2.2.2. Implementation of RNN-LSTM

The RNN-LSTM was designed based on the algorithm presented in Table 3 and configuration settings in Table 4. The LSTM was composed of 13 input nodes of the air quality monitoring dataset, meteorological dataset, and hourly ship berths of Busan North Port and Busan New Port. As the ranges of the input data differed (i.e., application of the LSTM algorithm would be limited), data normalization was performed. After the data were standardized and used as a network layer, the sequence was returned. The algorithm specified the hidden node and hidden layer as variables, and the layer generated a single prediction for the results of these variables.

Table 3. Algorithm of RNN-LSTM designed for data training and prediction.

Table 4. Training data partition and hyperparameter settings for RNN-LSTM.

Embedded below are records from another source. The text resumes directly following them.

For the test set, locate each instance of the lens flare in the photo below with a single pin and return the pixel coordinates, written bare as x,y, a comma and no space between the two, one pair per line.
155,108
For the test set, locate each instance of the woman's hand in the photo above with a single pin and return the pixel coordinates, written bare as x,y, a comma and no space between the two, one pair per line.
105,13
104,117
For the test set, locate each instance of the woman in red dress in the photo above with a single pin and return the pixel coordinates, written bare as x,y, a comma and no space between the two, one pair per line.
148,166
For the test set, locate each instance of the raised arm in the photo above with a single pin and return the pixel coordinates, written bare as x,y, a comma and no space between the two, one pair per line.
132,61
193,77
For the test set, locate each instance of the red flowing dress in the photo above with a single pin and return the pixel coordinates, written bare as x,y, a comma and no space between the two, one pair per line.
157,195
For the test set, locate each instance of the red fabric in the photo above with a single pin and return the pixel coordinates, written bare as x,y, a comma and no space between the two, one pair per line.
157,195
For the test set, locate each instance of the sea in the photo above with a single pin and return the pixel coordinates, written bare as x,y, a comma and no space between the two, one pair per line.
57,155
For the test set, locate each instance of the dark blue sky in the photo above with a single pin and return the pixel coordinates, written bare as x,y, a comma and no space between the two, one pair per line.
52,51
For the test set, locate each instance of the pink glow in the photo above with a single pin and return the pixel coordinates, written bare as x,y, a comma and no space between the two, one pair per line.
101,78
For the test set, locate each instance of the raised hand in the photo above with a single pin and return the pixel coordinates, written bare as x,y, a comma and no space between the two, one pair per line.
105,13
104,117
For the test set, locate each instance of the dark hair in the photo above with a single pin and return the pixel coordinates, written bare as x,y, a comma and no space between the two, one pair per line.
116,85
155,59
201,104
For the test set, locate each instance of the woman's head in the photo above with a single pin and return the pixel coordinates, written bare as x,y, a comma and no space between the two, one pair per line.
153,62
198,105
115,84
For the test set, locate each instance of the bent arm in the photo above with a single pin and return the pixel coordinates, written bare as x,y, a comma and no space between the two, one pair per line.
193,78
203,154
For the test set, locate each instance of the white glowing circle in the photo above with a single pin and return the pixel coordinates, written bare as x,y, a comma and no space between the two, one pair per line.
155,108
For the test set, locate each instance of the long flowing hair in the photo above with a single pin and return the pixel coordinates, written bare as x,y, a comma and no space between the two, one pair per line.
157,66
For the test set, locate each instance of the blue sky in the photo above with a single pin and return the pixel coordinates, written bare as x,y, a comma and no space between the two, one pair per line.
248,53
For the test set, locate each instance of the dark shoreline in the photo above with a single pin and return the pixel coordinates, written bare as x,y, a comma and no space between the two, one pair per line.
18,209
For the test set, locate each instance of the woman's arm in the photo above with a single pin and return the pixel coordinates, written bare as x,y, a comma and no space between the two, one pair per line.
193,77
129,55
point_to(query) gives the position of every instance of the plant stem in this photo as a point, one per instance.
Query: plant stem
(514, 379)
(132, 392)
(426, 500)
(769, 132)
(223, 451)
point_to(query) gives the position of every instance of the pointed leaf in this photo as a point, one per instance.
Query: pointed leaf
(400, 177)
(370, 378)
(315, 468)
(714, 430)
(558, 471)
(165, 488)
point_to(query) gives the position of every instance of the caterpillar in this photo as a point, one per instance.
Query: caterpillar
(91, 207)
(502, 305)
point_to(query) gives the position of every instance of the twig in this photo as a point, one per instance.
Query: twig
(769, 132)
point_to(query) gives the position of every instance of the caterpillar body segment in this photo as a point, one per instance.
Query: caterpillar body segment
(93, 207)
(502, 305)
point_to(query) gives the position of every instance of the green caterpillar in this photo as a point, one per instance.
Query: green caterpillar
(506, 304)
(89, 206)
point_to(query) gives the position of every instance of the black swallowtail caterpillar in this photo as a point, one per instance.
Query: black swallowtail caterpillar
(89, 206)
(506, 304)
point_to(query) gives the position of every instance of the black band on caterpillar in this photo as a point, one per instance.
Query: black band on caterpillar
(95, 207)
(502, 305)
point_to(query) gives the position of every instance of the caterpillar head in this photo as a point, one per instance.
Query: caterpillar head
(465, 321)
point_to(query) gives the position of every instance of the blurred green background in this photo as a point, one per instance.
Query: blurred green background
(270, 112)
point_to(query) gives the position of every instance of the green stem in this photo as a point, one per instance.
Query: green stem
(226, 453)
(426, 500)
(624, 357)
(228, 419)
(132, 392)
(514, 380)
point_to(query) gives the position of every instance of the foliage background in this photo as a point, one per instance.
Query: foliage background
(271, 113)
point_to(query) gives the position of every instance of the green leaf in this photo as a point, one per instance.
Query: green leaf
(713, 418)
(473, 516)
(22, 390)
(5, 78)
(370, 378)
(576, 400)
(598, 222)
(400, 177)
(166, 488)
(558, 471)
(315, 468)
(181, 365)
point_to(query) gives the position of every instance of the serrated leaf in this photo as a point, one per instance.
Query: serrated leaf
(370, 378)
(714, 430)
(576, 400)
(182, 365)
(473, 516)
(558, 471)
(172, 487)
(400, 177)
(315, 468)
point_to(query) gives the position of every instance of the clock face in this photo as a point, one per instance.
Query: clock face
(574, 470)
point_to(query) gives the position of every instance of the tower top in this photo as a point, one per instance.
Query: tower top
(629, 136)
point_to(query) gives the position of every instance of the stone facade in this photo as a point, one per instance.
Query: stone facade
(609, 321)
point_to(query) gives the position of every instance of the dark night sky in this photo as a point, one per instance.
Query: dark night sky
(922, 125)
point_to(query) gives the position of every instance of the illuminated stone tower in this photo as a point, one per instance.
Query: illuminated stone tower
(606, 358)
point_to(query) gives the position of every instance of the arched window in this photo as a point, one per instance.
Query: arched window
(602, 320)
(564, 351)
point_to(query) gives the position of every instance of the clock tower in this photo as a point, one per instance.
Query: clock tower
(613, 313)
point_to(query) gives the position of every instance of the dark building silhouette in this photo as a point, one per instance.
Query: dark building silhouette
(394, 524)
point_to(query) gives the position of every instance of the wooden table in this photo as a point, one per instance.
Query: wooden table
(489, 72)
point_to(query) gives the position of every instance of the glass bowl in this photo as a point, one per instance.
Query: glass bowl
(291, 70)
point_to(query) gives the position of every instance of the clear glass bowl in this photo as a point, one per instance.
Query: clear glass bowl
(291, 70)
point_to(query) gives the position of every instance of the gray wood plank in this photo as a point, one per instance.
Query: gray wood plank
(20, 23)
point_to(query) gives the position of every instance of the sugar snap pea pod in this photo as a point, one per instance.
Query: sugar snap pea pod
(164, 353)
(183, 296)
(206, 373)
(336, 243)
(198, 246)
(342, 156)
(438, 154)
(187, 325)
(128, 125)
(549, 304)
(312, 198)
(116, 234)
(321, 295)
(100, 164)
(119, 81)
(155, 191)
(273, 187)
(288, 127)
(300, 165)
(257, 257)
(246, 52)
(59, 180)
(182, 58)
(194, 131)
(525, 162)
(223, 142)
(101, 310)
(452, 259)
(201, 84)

The prediction performance of the RNN-LSTM, and the potential to achieve optimal prediction performance, only varies by how the learning is repeated according to the hidden node and hidden layer set as variables in the algorithm [30]. The scenario for predicting air quality around Busan Port in the present study is presented in Table 3. The air pollutants emitted by ships are the result of the combustion of fuel oil. In general, ships are known to use a large amount of fuel oil regardless of their tonnage. However, ships that have a larger tonnage emit larger amounts of air pollutants because they use more fuel. Of the 8880 vessels operating in the waters near South Korea, 850 vessels accounted for more than 2000 tons (i.e., ~10% of the total tonnage of the ships). Therefore, in this study, we constructed a scenario in which we considered the number of berths of ships weighing 2000 tons or more, and the number of berths of all ships to clarify the influence of large ships. To determine the optimal prediction performance, among the parameters, Adam was selected for the optimizer, 100 for the batch size, 0.001 for the learning rate, and L2 Loss for the loss function.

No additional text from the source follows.